This is Penn State

Comparative Analysis of Biomolecular Networks

(funded in part by a grant from the USDA and in part by a National Science Foundation IGERT fellowship)

Network models are playing an increasingly important role in the interpretation of complex interactions among genes, proteins, regulatory RNAs, small ligands and other signaling agents. In particular, comparative analysis of network models of biomolecular interactions across different species or tissues has emerged as an important tool for identifying conserved modules, predicting functions of specific genes or proteins and studying the evolution of biological processes, among other applications. Hence, there is a growing need for scalable modular, and extensible algorithms software for construction, querying, and comparative analysis of diverse types of biomolecular networks. Our work has led to: Development of a suite of modular graph kernel based scalable and customizable algorithms and their open source implementations (as part of BiNA, ) for aligning protein-protein interaction networks and gene co-expression networks (Towfic et al., 2009). Graph kernels allow the computation of global alignment of networks to be broken down into a set of local graph kernel computations, thus contributing to the scalability of the technique. Some results of this research include:

  • Application of comparative protein-protein interaction network analyses to reliably distinguish orthologs from paralogs (Towfic et al., 2010) and of comparative gene co-expression network analyses to identify B-cell ligand processing pathways (Towfic et al., 2012).

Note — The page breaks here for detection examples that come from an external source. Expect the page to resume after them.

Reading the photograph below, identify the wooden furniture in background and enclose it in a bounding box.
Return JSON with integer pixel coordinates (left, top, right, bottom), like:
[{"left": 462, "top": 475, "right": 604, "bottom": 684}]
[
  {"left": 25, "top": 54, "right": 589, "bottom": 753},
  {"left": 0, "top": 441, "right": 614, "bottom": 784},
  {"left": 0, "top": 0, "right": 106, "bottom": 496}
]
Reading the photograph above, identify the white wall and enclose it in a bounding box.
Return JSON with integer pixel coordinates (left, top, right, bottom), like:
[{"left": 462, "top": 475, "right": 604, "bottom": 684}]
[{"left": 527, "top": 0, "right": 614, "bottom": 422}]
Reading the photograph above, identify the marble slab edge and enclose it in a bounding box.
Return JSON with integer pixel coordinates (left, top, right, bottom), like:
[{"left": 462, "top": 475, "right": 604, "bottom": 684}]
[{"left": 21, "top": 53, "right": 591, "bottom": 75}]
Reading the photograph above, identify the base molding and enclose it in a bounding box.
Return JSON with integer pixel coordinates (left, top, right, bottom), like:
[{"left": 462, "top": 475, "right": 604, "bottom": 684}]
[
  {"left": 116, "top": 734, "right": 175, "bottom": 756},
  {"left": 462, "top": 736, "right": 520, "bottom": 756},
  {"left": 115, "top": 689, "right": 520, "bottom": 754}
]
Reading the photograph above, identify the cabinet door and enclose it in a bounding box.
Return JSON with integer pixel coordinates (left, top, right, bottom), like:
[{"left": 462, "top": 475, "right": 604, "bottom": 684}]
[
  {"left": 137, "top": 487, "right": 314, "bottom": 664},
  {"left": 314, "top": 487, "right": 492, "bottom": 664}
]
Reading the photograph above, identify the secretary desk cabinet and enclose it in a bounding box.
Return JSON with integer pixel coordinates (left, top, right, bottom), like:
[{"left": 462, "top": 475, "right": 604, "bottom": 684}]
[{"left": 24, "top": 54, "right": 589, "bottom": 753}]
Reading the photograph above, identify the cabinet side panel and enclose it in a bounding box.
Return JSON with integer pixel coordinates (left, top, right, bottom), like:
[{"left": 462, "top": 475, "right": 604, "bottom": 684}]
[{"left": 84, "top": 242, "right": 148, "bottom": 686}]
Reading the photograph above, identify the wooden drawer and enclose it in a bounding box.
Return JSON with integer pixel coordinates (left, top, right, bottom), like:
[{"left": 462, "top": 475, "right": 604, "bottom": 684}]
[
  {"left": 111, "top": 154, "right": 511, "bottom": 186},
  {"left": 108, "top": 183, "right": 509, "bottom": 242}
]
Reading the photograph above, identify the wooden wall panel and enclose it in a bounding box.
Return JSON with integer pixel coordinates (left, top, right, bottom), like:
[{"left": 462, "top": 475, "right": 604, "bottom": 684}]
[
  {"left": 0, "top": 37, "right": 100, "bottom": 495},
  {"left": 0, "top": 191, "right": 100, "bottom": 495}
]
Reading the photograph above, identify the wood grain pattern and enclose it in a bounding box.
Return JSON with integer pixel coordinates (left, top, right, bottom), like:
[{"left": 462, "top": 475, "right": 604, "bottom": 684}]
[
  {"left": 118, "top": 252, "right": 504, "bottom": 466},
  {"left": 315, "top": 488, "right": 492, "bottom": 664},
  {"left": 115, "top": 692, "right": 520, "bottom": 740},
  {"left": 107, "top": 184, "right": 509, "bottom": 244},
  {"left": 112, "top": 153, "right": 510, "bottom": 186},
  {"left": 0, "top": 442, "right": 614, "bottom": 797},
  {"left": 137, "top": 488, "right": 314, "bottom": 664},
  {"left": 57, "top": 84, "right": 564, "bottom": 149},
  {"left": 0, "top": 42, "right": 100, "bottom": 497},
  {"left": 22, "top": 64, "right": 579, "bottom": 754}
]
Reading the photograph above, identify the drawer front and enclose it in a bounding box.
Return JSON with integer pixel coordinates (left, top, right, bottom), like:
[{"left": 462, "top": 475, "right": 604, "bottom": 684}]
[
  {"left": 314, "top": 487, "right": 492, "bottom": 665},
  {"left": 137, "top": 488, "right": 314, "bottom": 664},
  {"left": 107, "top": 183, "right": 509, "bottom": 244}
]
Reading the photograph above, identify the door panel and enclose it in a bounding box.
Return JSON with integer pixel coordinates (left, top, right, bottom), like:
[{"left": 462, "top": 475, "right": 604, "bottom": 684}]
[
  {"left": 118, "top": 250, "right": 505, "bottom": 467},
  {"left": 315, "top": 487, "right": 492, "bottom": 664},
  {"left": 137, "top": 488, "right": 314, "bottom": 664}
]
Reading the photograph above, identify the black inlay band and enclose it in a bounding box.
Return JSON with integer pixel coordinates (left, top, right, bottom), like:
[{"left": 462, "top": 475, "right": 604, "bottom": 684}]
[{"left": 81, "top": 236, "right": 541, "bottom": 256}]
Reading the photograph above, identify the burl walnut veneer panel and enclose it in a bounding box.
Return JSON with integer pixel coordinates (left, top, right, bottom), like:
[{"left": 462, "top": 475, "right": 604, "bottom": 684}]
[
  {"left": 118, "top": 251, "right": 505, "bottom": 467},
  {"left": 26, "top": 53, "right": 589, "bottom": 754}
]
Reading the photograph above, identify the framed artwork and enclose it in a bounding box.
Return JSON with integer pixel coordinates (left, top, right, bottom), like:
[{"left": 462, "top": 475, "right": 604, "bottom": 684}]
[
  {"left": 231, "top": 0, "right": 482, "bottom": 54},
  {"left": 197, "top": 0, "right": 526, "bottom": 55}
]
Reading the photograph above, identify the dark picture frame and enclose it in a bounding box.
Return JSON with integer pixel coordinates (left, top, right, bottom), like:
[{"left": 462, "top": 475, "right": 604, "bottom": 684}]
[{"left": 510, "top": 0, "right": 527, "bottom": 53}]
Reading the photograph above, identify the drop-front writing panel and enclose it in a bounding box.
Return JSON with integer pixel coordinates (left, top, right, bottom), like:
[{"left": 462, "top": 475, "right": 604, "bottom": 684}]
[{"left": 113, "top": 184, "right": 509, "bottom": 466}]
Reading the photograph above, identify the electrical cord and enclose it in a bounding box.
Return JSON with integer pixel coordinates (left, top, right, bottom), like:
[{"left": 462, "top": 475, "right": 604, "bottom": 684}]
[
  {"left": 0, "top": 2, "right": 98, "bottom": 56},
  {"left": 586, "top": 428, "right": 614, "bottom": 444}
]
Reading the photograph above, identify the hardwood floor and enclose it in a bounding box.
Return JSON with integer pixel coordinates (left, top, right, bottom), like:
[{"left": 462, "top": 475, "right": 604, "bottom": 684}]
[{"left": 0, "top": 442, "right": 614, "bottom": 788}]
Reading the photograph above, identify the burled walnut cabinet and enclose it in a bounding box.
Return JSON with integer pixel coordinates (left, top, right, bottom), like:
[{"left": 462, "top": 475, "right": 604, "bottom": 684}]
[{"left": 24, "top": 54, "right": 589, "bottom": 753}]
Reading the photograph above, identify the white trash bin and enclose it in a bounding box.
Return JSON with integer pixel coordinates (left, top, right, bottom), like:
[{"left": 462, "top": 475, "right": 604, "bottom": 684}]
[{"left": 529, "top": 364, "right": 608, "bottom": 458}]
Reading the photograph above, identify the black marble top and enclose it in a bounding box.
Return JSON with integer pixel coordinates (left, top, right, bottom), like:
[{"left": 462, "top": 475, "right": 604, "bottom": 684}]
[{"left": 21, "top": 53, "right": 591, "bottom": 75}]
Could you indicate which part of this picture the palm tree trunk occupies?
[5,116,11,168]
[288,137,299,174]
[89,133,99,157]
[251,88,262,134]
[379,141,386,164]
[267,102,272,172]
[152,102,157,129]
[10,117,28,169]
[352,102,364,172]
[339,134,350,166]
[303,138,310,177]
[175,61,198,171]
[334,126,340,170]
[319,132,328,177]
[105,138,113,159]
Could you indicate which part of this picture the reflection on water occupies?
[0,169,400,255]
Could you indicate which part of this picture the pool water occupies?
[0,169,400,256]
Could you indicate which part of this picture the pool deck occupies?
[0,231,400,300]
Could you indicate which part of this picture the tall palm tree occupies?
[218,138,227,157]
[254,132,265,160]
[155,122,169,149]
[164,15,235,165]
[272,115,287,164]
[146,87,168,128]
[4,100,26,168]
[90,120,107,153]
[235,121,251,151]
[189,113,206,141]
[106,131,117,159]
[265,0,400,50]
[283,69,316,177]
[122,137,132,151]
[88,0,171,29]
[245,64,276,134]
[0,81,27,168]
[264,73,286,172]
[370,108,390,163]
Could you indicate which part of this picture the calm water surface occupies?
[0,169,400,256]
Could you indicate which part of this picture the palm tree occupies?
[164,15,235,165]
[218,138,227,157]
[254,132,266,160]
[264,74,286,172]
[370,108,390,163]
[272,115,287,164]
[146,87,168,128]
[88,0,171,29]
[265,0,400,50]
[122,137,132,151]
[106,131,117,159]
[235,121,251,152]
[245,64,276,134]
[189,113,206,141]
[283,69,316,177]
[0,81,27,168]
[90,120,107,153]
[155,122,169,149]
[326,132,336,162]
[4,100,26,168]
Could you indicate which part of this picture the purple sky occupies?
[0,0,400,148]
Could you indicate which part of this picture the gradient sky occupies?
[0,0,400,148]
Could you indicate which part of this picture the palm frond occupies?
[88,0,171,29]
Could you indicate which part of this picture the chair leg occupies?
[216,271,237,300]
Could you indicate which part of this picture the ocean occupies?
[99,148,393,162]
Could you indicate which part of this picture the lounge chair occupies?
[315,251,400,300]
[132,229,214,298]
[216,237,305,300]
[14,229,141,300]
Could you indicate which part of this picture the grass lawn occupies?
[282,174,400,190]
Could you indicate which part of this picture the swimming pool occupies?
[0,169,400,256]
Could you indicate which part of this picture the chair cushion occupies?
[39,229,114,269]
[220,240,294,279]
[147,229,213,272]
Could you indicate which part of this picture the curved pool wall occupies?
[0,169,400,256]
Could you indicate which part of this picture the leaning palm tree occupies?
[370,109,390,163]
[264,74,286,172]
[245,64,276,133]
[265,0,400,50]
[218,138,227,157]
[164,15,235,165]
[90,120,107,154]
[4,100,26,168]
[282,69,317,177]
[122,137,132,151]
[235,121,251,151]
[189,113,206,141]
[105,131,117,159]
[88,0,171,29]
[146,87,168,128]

  • Characterization of gene expression changes during the onset of photosynthesis (Lonosky et al., 2004), differentiation of retinal stem cells into rod photoreceptors (Hecker et al., 2010).
  • Characterization differences in the proteome of murine retinal and brain derived progenitor cells (Dunn-Thomas et al., 2008).

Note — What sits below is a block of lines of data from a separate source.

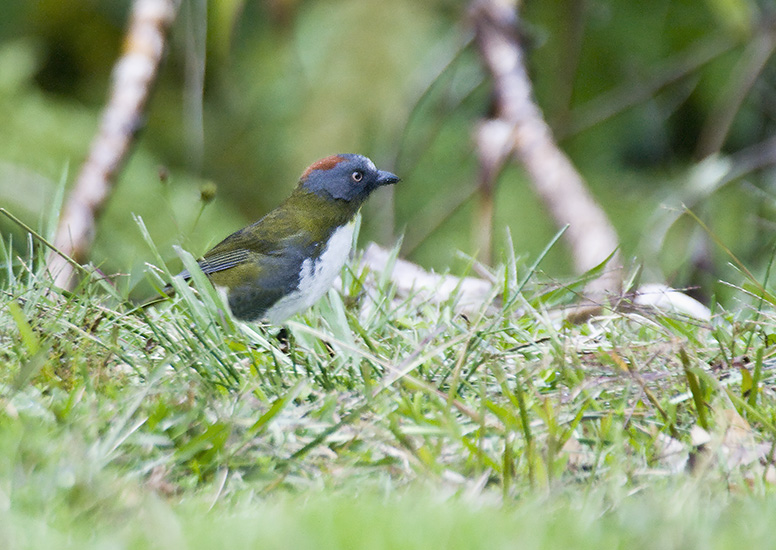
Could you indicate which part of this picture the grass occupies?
[0,218,776,549]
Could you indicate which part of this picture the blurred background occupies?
[0,0,776,303]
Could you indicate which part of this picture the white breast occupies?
[264,222,356,324]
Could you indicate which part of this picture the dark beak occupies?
[377,170,401,185]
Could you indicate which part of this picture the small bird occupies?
[172,154,399,324]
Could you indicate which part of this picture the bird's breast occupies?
[265,221,355,323]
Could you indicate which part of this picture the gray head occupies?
[299,154,399,203]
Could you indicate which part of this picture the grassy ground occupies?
[0,222,776,549]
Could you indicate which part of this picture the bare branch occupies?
[47,0,179,288]
[471,0,622,294]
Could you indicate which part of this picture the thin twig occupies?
[47,0,180,289]
[471,0,622,296]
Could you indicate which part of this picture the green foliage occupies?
[0,0,774,301]
[0,219,776,548]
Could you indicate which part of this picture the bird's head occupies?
[299,154,399,204]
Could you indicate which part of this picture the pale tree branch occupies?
[470,0,622,298]
[47,0,180,289]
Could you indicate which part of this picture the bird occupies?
[172,153,400,324]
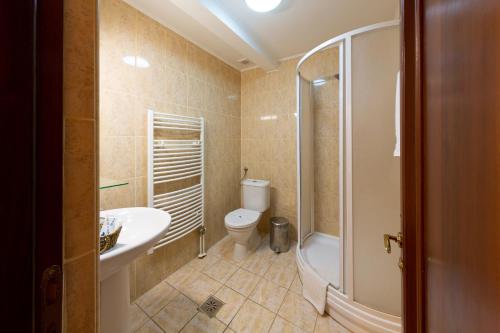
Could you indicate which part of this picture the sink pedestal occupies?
[100,265,130,333]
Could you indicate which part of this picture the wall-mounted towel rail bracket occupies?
[148,110,206,258]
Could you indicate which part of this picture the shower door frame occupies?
[296,19,404,332]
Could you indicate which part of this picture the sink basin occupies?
[100,207,171,333]
[100,207,171,281]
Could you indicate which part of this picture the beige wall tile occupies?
[63,0,99,332]
[63,0,96,119]
[63,119,97,259]
[64,251,98,332]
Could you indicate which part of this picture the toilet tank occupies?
[241,179,271,212]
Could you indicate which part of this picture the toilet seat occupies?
[224,208,261,229]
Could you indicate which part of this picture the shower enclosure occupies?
[297,21,401,332]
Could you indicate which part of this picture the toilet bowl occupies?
[224,179,270,261]
[224,208,262,260]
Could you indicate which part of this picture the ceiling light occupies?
[245,0,281,13]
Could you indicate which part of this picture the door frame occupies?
[401,0,425,333]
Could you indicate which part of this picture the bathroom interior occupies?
[7,0,500,333]
[90,0,401,333]
[97,0,401,333]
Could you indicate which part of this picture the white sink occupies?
[100,207,171,281]
[100,207,171,333]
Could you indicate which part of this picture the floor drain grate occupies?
[198,296,224,318]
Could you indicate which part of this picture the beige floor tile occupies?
[229,300,275,333]
[153,294,198,333]
[181,312,226,333]
[290,273,302,295]
[128,304,149,332]
[255,236,278,259]
[165,266,197,289]
[226,268,260,297]
[215,286,245,325]
[269,316,304,333]
[203,259,238,283]
[278,292,318,332]
[314,314,350,333]
[179,272,222,305]
[250,279,287,313]
[264,258,297,289]
[240,253,276,276]
[276,248,297,265]
[184,254,219,272]
[136,320,163,333]
[135,282,179,317]
[207,236,234,256]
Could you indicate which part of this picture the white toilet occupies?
[224,179,270,260]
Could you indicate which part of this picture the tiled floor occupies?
[130,233,349,333]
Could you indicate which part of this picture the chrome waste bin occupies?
[269,217,290,253]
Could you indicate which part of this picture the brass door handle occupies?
[384,232,403,253]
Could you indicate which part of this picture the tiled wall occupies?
[99,0,241,299]
[241,48,339,238]
[63,0,99,332]
[241,59,298,239]
[301,47,339,236]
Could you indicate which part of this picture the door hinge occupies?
[40,265,62,333]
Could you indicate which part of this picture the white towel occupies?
[302,265,329,314]
[394,71,401,156]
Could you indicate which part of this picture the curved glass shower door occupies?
[297,21,401,332]
[351,27,401,316]
[298,45,342,288]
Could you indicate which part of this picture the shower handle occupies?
[384,232,403,253]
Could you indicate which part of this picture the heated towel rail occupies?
[148,110,206,258]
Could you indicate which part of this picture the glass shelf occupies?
[99,178,128,190]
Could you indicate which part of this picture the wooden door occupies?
[402,0,500,333]
[0,0,63,333]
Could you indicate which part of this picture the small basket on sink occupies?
[99,217,122,253]
[99,226,122,253]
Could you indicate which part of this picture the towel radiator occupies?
[148,110,206,258]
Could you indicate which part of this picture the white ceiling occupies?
[125,0,399,70]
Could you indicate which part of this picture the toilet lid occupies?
[225,208,260,228]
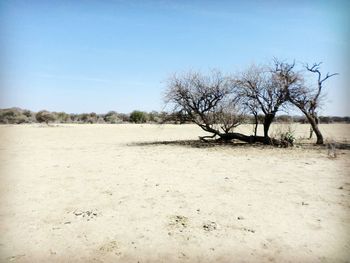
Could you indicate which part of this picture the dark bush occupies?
[35,110,56,124]
[130,110,148,123]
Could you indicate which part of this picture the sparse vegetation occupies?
[35,110,56,125]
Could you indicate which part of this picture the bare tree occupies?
[235,59,299,144]
[165,71,250,141]
[35,110,56,125]
[289,62,338,144]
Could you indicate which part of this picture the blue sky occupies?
[0,0,350,115]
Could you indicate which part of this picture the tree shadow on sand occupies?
[128,140,350,150]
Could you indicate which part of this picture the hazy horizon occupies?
[0,0,350,116]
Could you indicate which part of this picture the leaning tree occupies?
[165,71,250,141]
[234,59,300,144]
[288,63,338,144]
[165,71,285,145]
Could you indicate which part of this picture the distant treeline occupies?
[0,108,350,127]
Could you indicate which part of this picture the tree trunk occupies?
[254,114,259,137]
[304,112,323,144]
[264,113,275,144]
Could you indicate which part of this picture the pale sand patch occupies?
[0,124,350,262]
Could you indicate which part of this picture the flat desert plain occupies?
[0,124,350,263]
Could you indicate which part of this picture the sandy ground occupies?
[0,124,350,263]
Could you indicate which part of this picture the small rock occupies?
[203,221,217,231]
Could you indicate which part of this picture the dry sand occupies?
[0,125,350,262]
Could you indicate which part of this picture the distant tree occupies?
[103,111,122,123]
[55,112,71,123]
[165,71,250,142]
[35,110,55,125]
[234,59,299,144]
[289,63,338,144]
[130,110,148,123]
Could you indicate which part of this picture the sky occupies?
[0,0,350,116]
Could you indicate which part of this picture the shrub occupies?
[103,111,122,123]
[0,108,31,124]
[130,110,148,123]
[35,110,56,124]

  • Development of databases and software tools for capture, analysis, annotation, and integration of gene expression data with other types of ‘omics’ data (Couture et al., 2009).
  • Development of BioNetwork Bench, an open source, user-friendly suite of database and software tools for constructing, querying, and analyzing gene and protein network models. BioNetworkbench currently supports a broad class of gene and protein network models (eg, weighted and un-weighted, undirected graphs, multi-graphs). Bionetworkbench enables biologists to analyze public as well as private gene expression, macromolecular interaction and annotation data; interactively query gene expression datasets; integrate data from multiple networks; query multiple networks for interactions of inter¬est; store and selectively share the data as well as results of analyses. BioNetworkbench is fully interoper¬able with, Cytoscape, a popular open-source software suite for visualizing macromolecular interaction networks (Kohutyuk et al., 2012; Hecker et al., 2008).

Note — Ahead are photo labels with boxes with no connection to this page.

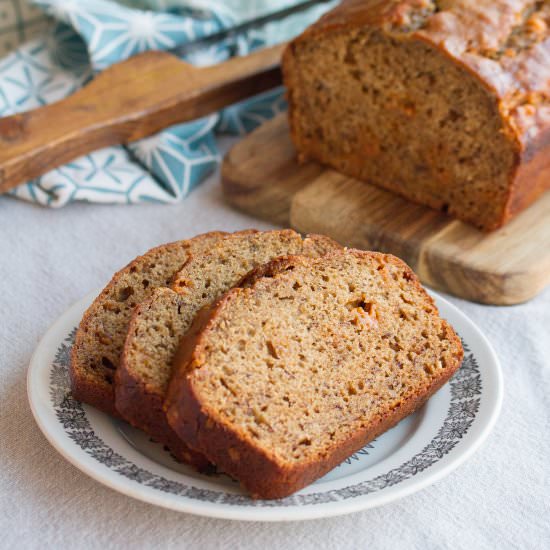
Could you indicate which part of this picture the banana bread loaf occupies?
[115,230,340,470]
[283,0,550,230]
[165,250,463,498]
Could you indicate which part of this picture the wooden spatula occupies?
[0,44,284,192]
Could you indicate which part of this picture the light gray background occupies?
[0,143,550,550]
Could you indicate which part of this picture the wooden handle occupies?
[0,44,285,192]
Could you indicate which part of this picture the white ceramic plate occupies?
[27,294,502,521]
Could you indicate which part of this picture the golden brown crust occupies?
[282,0,550,231]
[69,231,225,417]
[164,250,463,499]
[116,342,212,472]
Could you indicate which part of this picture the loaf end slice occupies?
[165,250,463,498]
[69,232,223,416]
[282,0,550,230]
[115,230,341,468]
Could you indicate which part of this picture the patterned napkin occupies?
[0,0,330,207]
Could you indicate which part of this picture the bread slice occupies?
[70,232,224,416]
[165,250,463,498]
[115,230,340,470]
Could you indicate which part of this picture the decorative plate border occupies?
[49,328,482,507]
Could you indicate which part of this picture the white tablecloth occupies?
[0,139,550,550]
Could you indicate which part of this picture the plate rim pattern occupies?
[49,327,483,508]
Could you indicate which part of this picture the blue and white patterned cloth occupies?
[0,0,329,207]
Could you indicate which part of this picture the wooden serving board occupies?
[222,114,550,305]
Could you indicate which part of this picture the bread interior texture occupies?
[287,29,515,228]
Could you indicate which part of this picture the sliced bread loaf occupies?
[165,250,463,498]
[115,230,340,468]
[70,232,223,416]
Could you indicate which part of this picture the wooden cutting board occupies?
[222,114,550,305]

  • Development and analysis of a machine learning algorithm for inference of temporal Boolean network models from multivariate time series data, with applications to inference of genetic networks from gene expression data (Silvescu and Honavar, 2001).
Work in progress is aimed at the:
  • Further development of BiNA, our modular, extensible, and scalable suite of graph kernel based algorithms to enable alignment of richer networks including (a) Undirected graphs that contain multiple types of links (e.g., interaction, co-localization, etc. in the case of protein-protein interaction networks), or multiple types of nodes (e.g., in the case of macromolecular interaction networks that simultaneously model the interactions among proteins, RNA, DNA, etc.), or both; (b) Directed graphs with one or more types of links (up or down regulation of one gene by another in the case of transcriptional networks), or one or more types of nodes, or both as in the case of richly annotated signaling networks and metabolic networks; (c) The weighted counterparts of undirected (e.g., gene expression correlation networks) as well as directed graphs and (d) Undirected or directed multi-graphs with multiple links between nodes as well as variants that accommodate sets of labels on nodes (e.g., Gene ontology functional annotation, subcellular localization, etc.) and links, as well as their weighted counterparts.
  • Systematic evaluation of the graph kernel based network alignment algorithms (including comparisons them with existing algorithms) on several representative applications including: identifying differences in patterns of biomolecular interactions across different species or tissues; identifying conserved modules or subnetworks; predicting functions of specific genes or proteins (and identification of functional orthologs); compensating for limited experimental data concerning biomolecular interactions within one species through transfer of information from another species on several benchmark datasets.